The Christmas commercials hit the air waves before the last piece of Halloween candy was devoured. By now, you are used to being bombarded by images of large extended families, sharing laughs, sharing meals and, of course, trying to keep the Santa myth alive for the little ones.
Even if you don’t celebrate Christmas, there’s no escaping the message: Ho, ho, ho — ‘Tis the season for joy, happiness, laughter and giggles! Except, it is not true for everyone.
For some, it can be a season of overwhelming sadness.
Yes, you want to go to Aunt Helen’s and see all your cousins, but it is extremely painful to see their babies and toddlers and be asked that dreaded question, “When will you and Bob have a baby?” Or, maybe the fact that you are having problems conceiving is well known to your relatives. If that is the case, attending family functions means walking into the room with the proverbial elephant. No one talks about certain subjects in your presence. It’s awkward, to say the least.
So how do you cope? First, take comfort in knowing the ‘holiday blues’ afflicts large segments of the population — not just those struggling with fertility issues.
According to The Huffington Post, “Constant reminders of others’ happy seasons can additionally serve as a painful reminder of the happiness and love that’s lacking in our own lives. For this reason, the month of December can be a particularly difficult time of year for those dealing with family conflict, loss, break-ups, divorce, loneliness and mental health issues.”

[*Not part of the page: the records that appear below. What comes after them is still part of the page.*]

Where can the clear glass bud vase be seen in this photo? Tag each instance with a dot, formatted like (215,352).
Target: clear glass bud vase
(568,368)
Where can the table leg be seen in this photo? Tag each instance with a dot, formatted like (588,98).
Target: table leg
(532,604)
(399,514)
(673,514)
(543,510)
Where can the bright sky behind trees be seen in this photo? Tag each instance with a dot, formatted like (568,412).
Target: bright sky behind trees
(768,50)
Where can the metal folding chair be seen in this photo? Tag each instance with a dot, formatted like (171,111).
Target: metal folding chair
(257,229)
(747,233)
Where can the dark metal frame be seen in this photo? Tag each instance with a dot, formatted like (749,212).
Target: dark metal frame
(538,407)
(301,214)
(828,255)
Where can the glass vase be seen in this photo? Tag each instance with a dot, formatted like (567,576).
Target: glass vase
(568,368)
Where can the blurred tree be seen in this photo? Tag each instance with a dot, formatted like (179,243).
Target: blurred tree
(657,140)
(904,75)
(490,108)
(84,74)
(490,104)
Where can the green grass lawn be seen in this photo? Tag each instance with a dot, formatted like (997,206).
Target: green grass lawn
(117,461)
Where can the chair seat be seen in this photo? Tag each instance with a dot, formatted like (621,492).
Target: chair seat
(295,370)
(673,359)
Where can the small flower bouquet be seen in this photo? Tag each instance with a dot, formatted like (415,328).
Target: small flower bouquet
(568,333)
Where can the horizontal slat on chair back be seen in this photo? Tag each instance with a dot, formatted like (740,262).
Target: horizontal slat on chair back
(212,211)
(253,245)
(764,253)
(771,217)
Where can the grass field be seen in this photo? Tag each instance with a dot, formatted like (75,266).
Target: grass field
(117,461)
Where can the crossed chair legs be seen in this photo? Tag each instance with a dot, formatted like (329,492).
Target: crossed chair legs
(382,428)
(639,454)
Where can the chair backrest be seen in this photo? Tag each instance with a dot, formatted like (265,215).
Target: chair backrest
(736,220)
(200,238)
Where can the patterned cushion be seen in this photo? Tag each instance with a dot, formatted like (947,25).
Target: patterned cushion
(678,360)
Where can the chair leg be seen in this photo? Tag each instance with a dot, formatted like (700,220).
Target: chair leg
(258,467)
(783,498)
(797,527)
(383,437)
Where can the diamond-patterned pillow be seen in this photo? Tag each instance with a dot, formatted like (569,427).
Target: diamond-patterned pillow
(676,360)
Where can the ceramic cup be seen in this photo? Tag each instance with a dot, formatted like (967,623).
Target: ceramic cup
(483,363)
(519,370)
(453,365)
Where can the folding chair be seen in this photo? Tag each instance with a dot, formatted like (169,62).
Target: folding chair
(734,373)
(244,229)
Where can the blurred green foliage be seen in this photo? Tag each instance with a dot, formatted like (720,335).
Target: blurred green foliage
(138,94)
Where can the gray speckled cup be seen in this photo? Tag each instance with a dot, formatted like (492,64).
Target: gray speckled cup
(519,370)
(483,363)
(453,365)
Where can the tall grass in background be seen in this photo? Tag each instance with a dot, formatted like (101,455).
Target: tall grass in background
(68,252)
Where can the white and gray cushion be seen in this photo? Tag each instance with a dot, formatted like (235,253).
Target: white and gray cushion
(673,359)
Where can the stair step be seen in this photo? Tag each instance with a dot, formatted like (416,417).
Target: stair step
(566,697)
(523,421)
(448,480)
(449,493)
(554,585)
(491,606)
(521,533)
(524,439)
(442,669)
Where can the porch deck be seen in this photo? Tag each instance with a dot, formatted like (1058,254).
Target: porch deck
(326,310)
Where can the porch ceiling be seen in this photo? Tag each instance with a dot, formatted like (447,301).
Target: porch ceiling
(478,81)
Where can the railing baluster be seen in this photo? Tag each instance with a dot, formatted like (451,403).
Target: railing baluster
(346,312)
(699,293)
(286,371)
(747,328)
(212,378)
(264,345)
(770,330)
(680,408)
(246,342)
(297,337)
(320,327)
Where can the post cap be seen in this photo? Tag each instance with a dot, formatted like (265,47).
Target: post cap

Infertility only increases the feelings of stress and sadness. Below are a few suggestions to help you survive the holiday season. For more insights, RESOLVE has created an eight-page fact sheet called, Coping with the Holidays.
Avoid Facebook. You can predict what will fill your newsfeed this time of year; photos of children sitting on Santa’s lap, photos of children singing in holiday concerts at school, photos of children baking with Grandma, etc. By looking at how others are celebrating the season, it’s easy to be reminded of what you don’t have. Why put yourself through that? Be gentle with yourself and stay away from social media.
Plan a getaway. For budgetary reasons it might be impossible to spend all of December in Bermuda, but perhaps you and your partner could spend a few days at a bed and breakfast or even take a day trip hiking in the mountains. Reward yourself with some quality time together and take a break from the holiday frenzy that appears everywhere.
Focus on others. Spending your time with those less fortunate can be helpful. If you like animals, consider volunteering at an animal shelter. Not only will the dogs and cats appreciate the companionship, they will lift your spirits, as well! Food banks also need extra help during the holidays.
Stay healthy. It can be easy to over-indulge in food or alcohol this time of year but that won’t be good for your soul. By taking the time to exercise, eat healthy foods and get plenty of sleep, you will think clearly, react less emotionally and be able to get through the holidays with clarity.
Pamper yourself. We wrote about the importance of self-care in an earlier blog post and the words ring true especially during December. Pay attention to your feelings and needs and treat yourself to a long walk in the woods, a massage or simply meeting an understanding friend for coffee. Make the time to find pleasure on a regular basis.